Now that you have a line with an increasing slope, look at it. Where does it start? Most likely it starts in the interior of the genome. You need to make that start position the new start of the genome. Now go the "Alignments" tab.
The last part of these explanations are based on 'A guide to organellar genome assembly and annotation', Pogoda et al. as their explanations are very good!
The top sequence (Query) is your species’ cox1 amino acid sequence (or most of it), and the bottom is the cox1 amino acid sequence of the reference you chose (Sbjct, the close relative). Note that the amino acid sequences are very similar in some places (conserved), but diverge in other places in the protein. This is simply due to evolution of this protein over the millions of years since the common ancestor of these two different organisms. Some of this divergence may have occurred at the beginning amino acids of the protein, in which case the alignment position of the reference sequence may not start at amino acid number one, which corresponds to the bottom of these two sets of numbers being equal to one (or to 3, as the start codon might not be included in the cox1 sequence you obtained for the reference sequence). Although cox1 is highly conserved, tblastx may not have found an alignment that begins at the start methionine (M) of the protein.
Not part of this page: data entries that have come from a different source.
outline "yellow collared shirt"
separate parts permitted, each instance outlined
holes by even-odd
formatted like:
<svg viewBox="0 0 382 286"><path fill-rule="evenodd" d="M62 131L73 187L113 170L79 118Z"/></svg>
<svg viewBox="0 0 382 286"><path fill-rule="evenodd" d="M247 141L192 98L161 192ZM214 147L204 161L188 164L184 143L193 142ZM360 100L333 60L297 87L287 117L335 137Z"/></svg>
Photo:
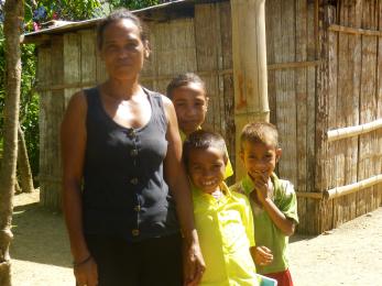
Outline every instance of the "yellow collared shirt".
<svg viewBox="0 0 382 286"><path fill-rule="evenodd" d="M254 245L251 206L226 184L220 188L225 195L216 199L193 187L195 224L206 262L200 285L258 285L249 250Z"/></svg>

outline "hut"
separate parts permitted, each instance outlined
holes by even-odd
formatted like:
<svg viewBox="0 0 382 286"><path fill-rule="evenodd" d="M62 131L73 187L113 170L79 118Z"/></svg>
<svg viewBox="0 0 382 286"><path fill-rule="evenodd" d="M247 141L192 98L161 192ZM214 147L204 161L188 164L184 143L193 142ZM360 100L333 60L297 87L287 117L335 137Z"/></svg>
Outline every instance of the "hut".
<svg viewBox="0 0 382 286"><path fill-rule="evenodd" d="M210 97L207 122L240 164L230 1L181 0L137 13L153 48L143 85L164 91L178 73L200 75ZM68 99L106 76L96 51L97 21L24 38L39 51L45 206L59 206L58 130ZM266 0L265 21L270 120L283 148L277 172L297 191L298 231L318 234L382 205L382 1Z"/></svg>

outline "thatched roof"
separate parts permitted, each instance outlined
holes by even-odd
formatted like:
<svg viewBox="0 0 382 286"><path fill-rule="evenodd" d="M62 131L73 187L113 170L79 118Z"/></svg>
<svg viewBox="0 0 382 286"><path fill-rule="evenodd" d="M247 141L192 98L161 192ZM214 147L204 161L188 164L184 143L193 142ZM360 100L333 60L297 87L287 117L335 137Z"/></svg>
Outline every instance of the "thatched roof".
<svg viewBox="0 0 382 286"><path fill-rule="evenodd" d="M138 14L144 21L167 21L176 18L193 16L195 4L214 3L222 1L228 0L176 0L153 7L148 7L140 10L134 10L132 12ZM78 22L62 21L61 25L54 25L36 32L24 34L21 38L21 42L37 43L52 34L63 34L67 32L74 32L77 30L95 28L97 23L102 19L103 18L96 18Z"/></svg>

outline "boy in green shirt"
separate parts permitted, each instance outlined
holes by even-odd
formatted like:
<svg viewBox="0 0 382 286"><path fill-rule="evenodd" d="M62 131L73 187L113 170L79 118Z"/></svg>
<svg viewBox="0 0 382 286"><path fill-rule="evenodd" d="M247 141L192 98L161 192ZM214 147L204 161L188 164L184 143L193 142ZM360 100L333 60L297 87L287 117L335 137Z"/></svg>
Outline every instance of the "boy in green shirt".
<svg viewBox="0 0 382 286"><path fill-rule="evenodd" d="M192 132L200 130L206 120L209 98L205 82L196 74L181 74L171 80L166 95L174 103L181 139L184 142ZM228 160L225 178L232 175L233 168Z"/></svg>
<svg viewBox="0 0 382 286"><path fill-rule="evenodd" d="M231 193L223 182L225 140L198 130L184 142L183 156L193 186L195 227L206 271L203 286L255 286L258 277L250 248L253 220L248 198Z"/></svg>
<svg viewBox="0 0 382 286"><path fill-rule="evenodd" d="M242 130L240 144L247 176L230 189L250 198L257 271L275 278L279 286L292 286L286 249L298 223L297 199L293 185L273 173L282 154L277 130L266 122L249 123Z"/></svg>

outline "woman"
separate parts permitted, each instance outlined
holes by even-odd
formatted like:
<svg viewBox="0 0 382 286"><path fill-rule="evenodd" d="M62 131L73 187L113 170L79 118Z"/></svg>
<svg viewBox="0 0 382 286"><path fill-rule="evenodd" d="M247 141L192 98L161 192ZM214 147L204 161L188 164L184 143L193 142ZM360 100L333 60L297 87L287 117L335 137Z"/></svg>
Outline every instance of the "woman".
<svg viewBox="0 0 382 286"><path fill-rule="evenodd" d="M205 264L174 107L139 84L150 54L141 22L114 11L97 41L109 78L74 95L62 124L63 205L77 284L181 285L182 264L185 283L197 284Z"/></svg>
However, the alignment should start very near the beginning, within a couple of amino acids from the start methionine of the protein, which is encoded for by an ATG. If you are working with nematodes or flies, the start codon might be different (ATT, ATA, ATC, GTG, TTG).
It is also possible that the alignment is broken in several pieces. In that case, scroll down the page (usually the top alignment is the longest and then come shorter ones) and see whether you can find another alignment which could complete the longest one. Caution! Make sure that the two (or more) alignments are in the same translation frame (right most information in the header of the alignment result). If not then try to find the alignment with the position closest to the start of the cox1 gene to perform the step describe in the next paragraph.
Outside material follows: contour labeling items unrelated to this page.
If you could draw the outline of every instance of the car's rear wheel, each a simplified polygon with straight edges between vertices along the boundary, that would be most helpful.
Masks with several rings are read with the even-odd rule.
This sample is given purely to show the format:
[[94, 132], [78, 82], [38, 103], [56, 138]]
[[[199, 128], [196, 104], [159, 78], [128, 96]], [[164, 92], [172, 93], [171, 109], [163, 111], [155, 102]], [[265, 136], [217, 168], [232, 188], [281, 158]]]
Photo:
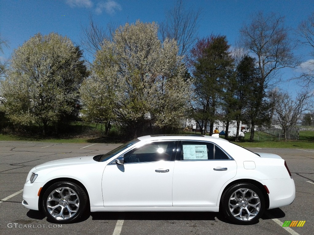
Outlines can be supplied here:
[[49, 220], [66, 223], [75, 222], [86, 211], [88, 198], [79, 185], [72, 182], [58, 182], [44, 194], [42, 206]]
[[264, 213], [265, 201], [257, 187], [250, 184], [238, 184], [225, 191], [220, 205], [231, 222], [251, 224], [257, 222]]

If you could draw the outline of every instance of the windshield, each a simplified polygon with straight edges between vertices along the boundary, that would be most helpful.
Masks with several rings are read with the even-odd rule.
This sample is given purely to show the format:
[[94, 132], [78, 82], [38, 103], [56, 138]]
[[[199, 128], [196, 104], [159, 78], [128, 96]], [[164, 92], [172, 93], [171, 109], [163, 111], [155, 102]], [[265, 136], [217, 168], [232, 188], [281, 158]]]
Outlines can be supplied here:
[[113, 150], [111, 150], [109, 153], [107, 153], [105, 154], [101, 154], [100, 155], [95, 156], [94, 158], [94, 159], [95, 161], [98, 162], [104, 162], [111, 157], [112, 157], [115, 155], [117, 154], [120, 152], [123, 151], [126, 149], [127, 148], [130, 146], [133, 145], [137, 143], [139, 141], [138, 139], [133, 139], [130, 141], [124, 144], [119, 146], [116, 149], [115, 149]]

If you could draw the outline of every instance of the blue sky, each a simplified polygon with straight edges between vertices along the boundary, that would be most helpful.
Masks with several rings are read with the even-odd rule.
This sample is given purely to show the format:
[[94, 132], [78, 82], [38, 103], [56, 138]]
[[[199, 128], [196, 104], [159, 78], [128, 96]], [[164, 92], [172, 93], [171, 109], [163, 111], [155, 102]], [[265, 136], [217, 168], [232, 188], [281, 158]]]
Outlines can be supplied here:
[[[4, 49], [0, 58], [9, 58], [14, 49], [38, 32], [44, 34], [54, 32], [66, 35], [79, 44], [80, 24], [88, 24], [90, 14], [95, 22], [104, 27], [111, 22], [124, 24], [138, 19], [160, 23], [175, 1], [0, 0], [0, 33], [10, 46]], [[249, 22], [250, 16], [258, 11], [285, 16], [287, 26], [295, 29], [314, 11], [313, 0], [186, 0], [184, 3], [187, 9], [202, 9], [200, 37], [212, 33], [225, 35], [231, 45], [239, 37], [243, 24]], [[292, 32], [292, 36], [296, 36], [295, 33]], [[301, 47], [295, 52], [303, 55], [305, 61], [311, 59], [310, 50]], [[285, 70], [283, 79], [290, 78], [294, 72]], [[283, 83], [280, 86], [294, 90], [295, 83]]]

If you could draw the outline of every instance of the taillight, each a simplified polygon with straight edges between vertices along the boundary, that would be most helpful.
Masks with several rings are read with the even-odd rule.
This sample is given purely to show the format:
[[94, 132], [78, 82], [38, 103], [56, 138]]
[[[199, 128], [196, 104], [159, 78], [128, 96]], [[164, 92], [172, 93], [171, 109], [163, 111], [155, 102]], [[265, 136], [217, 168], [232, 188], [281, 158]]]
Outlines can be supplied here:
[[290, 171], [289, 170], [289, 168], [288, 168], [288, 166], [287, 165], [287, 163], [285, 161], [284, 161], [284, 166], [286, 167], [286, 169], [288, 171], [288, 173], [289, 173], [289, 175], [290, 175], [291, 177], [291, 173], [290, 173]]

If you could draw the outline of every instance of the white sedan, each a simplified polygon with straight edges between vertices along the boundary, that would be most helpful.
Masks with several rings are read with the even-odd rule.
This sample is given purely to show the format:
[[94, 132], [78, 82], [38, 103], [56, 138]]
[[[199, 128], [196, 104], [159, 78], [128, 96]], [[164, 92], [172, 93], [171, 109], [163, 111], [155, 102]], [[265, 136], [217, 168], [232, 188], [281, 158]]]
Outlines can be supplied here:
[[150, 135], [105, 154], [56, 160], [30, 172], [22, 204], [51, 221], [94, 212], [220, 212], [256, 222], [265, 209], [290, 204], [294, 182], [278, 155], [219, 138]]

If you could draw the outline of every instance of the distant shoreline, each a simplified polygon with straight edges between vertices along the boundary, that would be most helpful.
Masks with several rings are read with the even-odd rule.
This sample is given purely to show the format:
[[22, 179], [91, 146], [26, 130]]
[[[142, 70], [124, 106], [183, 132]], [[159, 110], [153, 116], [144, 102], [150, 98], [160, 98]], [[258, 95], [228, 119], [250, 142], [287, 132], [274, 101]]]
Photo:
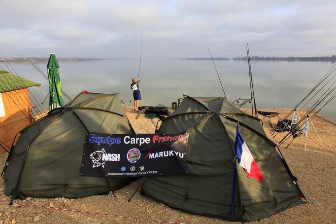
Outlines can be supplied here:
[[[211, 58], [179, 58], [180, 60], [211, 60]], [[324, 62], [336, 62], [336, 56], [332, 57], [252, 57], [250, 58], [251, 61], [324, 61]], [[247, 57], [236, 58], [213, 58], [216, 60], [247, 60]]]
[[[107, 60], [106, 59], [98, 58], [57, 58], [57, 61], [100, 61]], [[49, 58], [0, 58], [0, 62], [36, 62], [48, 61]]]
[[[57, 58], [58, 61], [103, 61], [108, 60], [125, 60], [130, 59], [127, 58]], [[171, 58], [174, 60], [211, 60], [211, 58]], [[34, 63], [36, 62], [48, 61], [49, 58], [38, 58], [38, 57], [20, 57], [20, 58], [0, 58], [0, 62], [19, 62]], [[218, 57], [213, 58], [214, 60], [247, 60], [247, 57]], [[266, 56], [259, 57], [253, 56], [250, 58], [251, 61], [323, 61], [336, 62], [336, 55], [333, 55], [332, 57], [274, 57]]]

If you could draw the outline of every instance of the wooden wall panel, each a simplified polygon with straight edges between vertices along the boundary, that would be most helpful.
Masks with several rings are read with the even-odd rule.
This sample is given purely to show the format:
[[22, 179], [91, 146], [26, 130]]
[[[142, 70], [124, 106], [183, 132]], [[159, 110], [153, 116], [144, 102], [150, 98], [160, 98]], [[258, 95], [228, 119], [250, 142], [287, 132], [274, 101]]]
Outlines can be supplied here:
[[[31, 123], [27, 88], [1, 93], [6, 116], [0, 117], [0, 141], [10, 147], [15, 135]], [[0, 147], [0, 153], [4, 152]]]

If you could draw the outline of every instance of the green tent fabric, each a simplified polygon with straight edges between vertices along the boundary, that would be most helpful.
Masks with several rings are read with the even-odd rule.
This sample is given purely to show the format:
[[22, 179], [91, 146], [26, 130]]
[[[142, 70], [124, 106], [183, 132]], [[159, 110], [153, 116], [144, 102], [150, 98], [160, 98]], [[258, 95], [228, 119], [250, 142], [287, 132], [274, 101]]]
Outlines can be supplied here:
[[3, 172], [5, 193], [78, 198], [120, 188], [134, 179], [80, 176], [89, 132], [134, 134], [117, 94], [79, 94], [20, 132]]
[[62, 93], [62, 82], [58, 73], [58, 65], [55, 54], [52, 53], [47, 65], [47, 73], [49, 78], [49, 109], [53, 109], [53, 104], [62, 106], [64, 105]]
[[[240, 133], [263, 175], [263, 182], [247, 177], [238, 164], [233, 184], [237, 120]], [[244, 222], [304, 203], [295, 178], [260, 121], [224, 98], [186, 96], [163, 120], [157, 133], [189, 132], [186, 155], [189, 174], [150, 177], [142, 192], [188, 212]]]

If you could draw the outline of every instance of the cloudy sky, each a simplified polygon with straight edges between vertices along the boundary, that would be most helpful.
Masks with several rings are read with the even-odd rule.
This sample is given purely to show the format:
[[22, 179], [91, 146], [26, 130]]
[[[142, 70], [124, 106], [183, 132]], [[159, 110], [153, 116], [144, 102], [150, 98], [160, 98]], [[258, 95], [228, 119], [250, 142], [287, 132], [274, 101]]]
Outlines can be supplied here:
[[336, 1], [0, 0], [6, 57], [336, 54]]

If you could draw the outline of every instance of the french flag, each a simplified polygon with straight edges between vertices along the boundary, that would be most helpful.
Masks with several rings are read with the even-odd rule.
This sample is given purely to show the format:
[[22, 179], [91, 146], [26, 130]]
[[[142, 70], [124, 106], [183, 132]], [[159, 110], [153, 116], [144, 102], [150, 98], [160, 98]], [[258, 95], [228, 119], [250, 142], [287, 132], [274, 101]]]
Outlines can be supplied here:
[[258, 167], [250, 149], [239, 133], [239, 125], [237, 124], [237, 133], [235, 136], [235, 155], [238, 163], [244, 168], [248, 177], [254, 177], [260, 182], [263, 182], [263, 175]]

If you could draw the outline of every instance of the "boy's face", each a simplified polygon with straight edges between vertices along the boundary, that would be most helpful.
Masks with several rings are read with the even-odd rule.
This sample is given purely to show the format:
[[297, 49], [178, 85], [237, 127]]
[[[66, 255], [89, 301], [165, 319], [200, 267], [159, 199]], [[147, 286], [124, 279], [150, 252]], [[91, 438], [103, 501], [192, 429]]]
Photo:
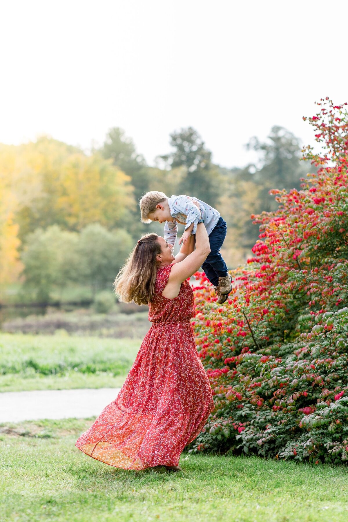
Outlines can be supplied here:
[[153, 212], [150, 212], [148, 217], [152, 221], [159, 221], [160, 223], [163, 223], [164, 221], [174, 221], [174, 218], [172, 218], [171, 216], [169, 206], [167, 203], [166, 205], [162, 203], [159, 203], [158, 205], [156, 205], [156, 210]]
While there are likely to be many start codons throughout your cox1 gene sequence, the one we are looking for should be very near the position given by the top number in the alignment (the top number is the nucleotide position in your genome). Just how near will be roughly three times the number of amino acids from the start of the alignment as given by the bottom number (this is because there are three nucleotides for every one amino acid). Take the bottom number, and subtract it from the top number. Go to this nucleotide position in your text editor and search for one of the start codons very nearby. This should be the new start of your genome.
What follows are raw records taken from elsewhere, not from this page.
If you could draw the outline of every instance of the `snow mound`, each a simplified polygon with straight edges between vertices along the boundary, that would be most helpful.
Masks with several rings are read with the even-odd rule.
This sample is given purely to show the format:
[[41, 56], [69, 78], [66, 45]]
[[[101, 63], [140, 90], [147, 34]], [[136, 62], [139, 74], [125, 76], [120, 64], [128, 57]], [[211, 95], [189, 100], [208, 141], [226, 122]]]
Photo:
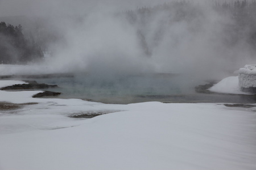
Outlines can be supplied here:
[[214, 92], [236, 95], [251, 95], [241, 91], [238, 83], [238, 76], [229, 76], [214, 84], [209, 90]]

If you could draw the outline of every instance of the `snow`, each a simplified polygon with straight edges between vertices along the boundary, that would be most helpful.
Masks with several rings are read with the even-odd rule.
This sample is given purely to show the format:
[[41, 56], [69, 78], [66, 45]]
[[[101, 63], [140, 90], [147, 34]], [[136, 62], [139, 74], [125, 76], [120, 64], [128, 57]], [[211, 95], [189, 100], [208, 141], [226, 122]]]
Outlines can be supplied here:
[[246, 65], [238, 70], [240, 74], [256, 75], [256, 65]]
[[[38, 103], [0, 110], [1, 170], [256, 169], [255, 108], [105, 104], [32, 98], [38, 91], [0, 92], [0, 101]], [[106, 110], [115, 112], [67, 116]]]
[[236, 94], [236, 95], [251, 95], [240, 90], [238, 84], [238, 76], [229, 76], [224, 78], [221, 81], [214, 84], [209, 90], [217, 93]]

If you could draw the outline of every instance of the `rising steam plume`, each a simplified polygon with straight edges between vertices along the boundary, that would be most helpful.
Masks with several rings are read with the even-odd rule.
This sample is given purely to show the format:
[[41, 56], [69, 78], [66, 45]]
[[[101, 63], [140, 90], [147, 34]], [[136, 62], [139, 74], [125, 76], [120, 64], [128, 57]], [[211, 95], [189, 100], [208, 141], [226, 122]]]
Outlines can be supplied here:
[[[238, 27], [232, 13], [220, 12], [209, 3], [144, 1], [139, 1], [141, 7], [125, 1], [25, 1], [31, 3], [32, 14], [47, 18], [44, 29], [58, 35], [57, 40], [47, 44], [51, 57], [43, 63], [56, 70], [214, 79], [255, 62], [247, 39], [232, 36]], [[241, 33], [251, 32], [245, 27]]]

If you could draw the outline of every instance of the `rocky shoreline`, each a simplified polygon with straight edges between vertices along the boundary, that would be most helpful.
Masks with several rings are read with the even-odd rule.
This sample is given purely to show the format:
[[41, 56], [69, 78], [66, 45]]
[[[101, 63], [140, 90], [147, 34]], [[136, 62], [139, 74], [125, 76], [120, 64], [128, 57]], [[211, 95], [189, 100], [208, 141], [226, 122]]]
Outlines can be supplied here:
[[[44, 90], [49, 88], [58, 88], [58, 86], [49, 85], [44, 83], [38, 83], [36, 81], [24, 80], [27, 83], [21, 84], [14, 84], [0, 88], [1, 90], [9, 91], [20, 91], [20, 90]], [[57, 96], [61, 94], [61, 92], [56, 92], [49, 91], [44, 91], [43, 92], [37, 94], [32, 97], [42, 97], [44, 96]]]

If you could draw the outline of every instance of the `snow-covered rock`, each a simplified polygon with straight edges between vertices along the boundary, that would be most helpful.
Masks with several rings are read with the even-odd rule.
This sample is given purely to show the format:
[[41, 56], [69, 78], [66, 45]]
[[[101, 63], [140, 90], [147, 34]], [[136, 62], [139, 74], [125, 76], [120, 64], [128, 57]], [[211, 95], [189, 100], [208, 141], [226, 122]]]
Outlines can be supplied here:
[[256, 65], [245, 65], [239, 69], [239, 87], [244, 92], [256, 92]]

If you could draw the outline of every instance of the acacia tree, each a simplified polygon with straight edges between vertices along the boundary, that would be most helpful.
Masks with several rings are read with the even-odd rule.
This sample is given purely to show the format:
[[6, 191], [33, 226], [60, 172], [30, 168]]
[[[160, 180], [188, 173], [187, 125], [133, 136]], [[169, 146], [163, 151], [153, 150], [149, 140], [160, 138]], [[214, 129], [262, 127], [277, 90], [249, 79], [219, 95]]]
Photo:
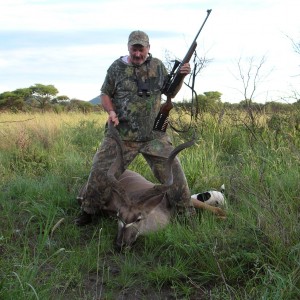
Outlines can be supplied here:
[[257, 108], [257, 105], [253, 104], [253, 98], [259, 84], [269, 75], [269, 73], [262, 73], [265, 62], [265, 56], [262, 56], [260, 60], [253, 56], [247, 59], [240, 57], [237, 61], [238, 74], [233, 75], [235, 79], [241, 82], [241, 88], [237, 90], [243, 95], [244, 99], [241, 103], [248, 113], [252, 127], [256, 125], [254, 108]]
[[31, 100], [36, 102], [38, 107], [44, 112], [50, 106], [51, 100], [58, 94], [54, 85], [43, 85], [36, 83], [29, 87], [31, 90]]

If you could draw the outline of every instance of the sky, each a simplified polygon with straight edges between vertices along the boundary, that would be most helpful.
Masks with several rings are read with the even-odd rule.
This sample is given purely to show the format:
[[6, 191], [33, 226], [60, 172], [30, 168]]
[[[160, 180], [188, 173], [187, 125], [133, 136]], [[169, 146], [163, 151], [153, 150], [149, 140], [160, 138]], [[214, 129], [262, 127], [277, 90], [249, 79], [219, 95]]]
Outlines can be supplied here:
[[[259, 76], [247, 96], [293, 102], [300, 92], [298, 0], [0, 0], [0, 93], [36, 83], [58, 95], [91, 100], [110, 64], [128, 54], [128, 35], [143, 30], [150, 52], [182, 59], [207, 13], [197, 54], [209, 63], [197, 75], [197, 94], [218, 91], [222, 102], [244, 99], [239, 72]], [[167, 55], [166, 55], [167, 53]], [[192, 63], [192, 62], [191, 62]], [[193, 67], [193, 65], [192, 65]], [[190, 99], [183, 87], [176, 99]]]

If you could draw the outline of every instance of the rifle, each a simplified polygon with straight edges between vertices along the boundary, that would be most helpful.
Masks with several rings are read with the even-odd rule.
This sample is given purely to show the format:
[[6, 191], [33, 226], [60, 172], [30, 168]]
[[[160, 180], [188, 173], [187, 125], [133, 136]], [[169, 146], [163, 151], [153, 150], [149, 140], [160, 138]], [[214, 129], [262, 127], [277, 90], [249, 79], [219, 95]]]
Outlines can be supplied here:
[[202, 28], [204, 27], [206, 20], [208, 19], [210, 13], [211, 13], [211, 9], [208, 9], [206, 18], [205, 18], [204, 22], [202, 23], [198, 33], [196, 34], [196, 37], [194, 38], [194, 41], [192, 42], [192, 45], [190, 46], [184, 59], [181, 62], [179, 62], [178, 60], [175, 60], [175, 62], [174, 62], [174, 66], [173, 66], [170, 74], [168, 75], [168, 77], [162, 87], [162, 90], [161, 90], [161, 93], [165, 94], [167, 96], [167, 101], [160, 108], [160, 111], [154, 122], [153, 130], [163, 131], [163, 132], [165, 132], [167, 130], [169, 112], [173, 108], [171, 99], [175, 96], [174, 94], [176, 92], [176, 89], [178, 88], [178, 86], [182, 82], [183, 78], [185, 77], [185, 74], [180, 73], [180, 68], [182, 65], [184, 65], [190, 61], [190, 59], [197, 47], [196, 40], [197, 40], [200, 32], [202, 31]]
The start and end positions of a contig put together by the assembler are arbitrary within both the strand and the position along the circular genome. Therefore, it is up to us to orient the genome to the canonical cox1 start. Once the start codon has been found, place your cursor before the first base pair in your text editor and hit enter. This will put the first nucleotide of the cox1 gene as the first nucleotide of the genome. Because of the circular nature of this genome, the sequence that used to come before this start codon can simply be added onto the end for the genome to remain circular and complete.
If you cannot find the start codon, perform the step above with the first position in the alignment.
You now have a cox1 oriented genome!
Question 14. What is the position (in base pairs) of the first nucleotide of the start codon in your study species? (before you oriented it) You can validate your answer by finding it on NCBI on the page of the mitochondria of your study species.
Please sumbit a text file with the answers to the following questions: 4, 6, 7, 8, 12, 14.
This is the end of the lab, please make sure that you completed and wrote down the answers to all of the questions. Also, make sure to delete any files that you no longer need - you can copy them somewhere else if you want to keep them. This goes for both the Unix computers and Uppmax.